К счастью, мы не видим этих различий в строении нервной системы и пытаемся создать семейные или рабочие отношения между описанными выше существами. Эти выдуманные чудовища отражают многообразие нашего собственного мозга в его индивидуальном воплощении. По сути дела, человеческие внутривидовые отношения выглядят как запутанный клубок ниток, где внешние различия неважны, а скрытые — делают нас разными видами. В повседневной жизни мы ориентируемся только на видимые различия, а до внутренних причин будущих конфликтов нам никакого дела нет.

Парадоксально глубокие индивидуальные различия мозга и сохранность способности к крайне отдалённой метисации подталкивают нас к вопросу о странностях происхождения гоминид. Существует большое подозрение, что эволюция мозга человека шла независимо от его тела. Она отличалась как темпом изменений, так и механизмами отбора. До появления австралопитеков мозг приматов выполнял функции центра формирования инстинктивно-адаптивного поведения и согласованного управления телом. Всё было чудесно и эволюционно сбалансировано, как у современных млекопитающих. Эта гармония поддерживалась в райский период эволюции, когда единственной заботой наших предков была половая конкуренция. Именно в то благостное время переизбытка пищи возникли основы вариабельности структурной организации головного мозга.
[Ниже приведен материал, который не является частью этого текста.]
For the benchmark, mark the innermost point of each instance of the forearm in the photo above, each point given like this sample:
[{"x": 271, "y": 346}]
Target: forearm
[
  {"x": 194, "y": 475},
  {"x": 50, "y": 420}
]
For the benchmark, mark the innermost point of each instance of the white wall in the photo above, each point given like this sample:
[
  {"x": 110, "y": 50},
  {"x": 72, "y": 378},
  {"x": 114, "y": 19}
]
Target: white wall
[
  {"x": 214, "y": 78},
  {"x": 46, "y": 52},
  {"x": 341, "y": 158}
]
В раю легко выживали потомки приматов с любыми отклонениями развития, которые не мешали есть и размножаться.

Изменчивость мозга уже тогда могла стать мишенью для направленного отбора. Изобретательная половая конкуренция и умелое домогательство половозрелых самок стимулировали процветание наиболее оригинальных особенностей поведения, что поддерживало или даже провоцировало церебральный полиморфизм. При значимой половой конкуренции необходимость переноса генома в следующее поколение повысила ценность сексуально-романтического творчества и новаторства. Следы этих событий можно наблюдать и сегодня, когда любая необычность и оригинальность неизбежно увеличивает вероятность плодотворных репродуктивных контактов.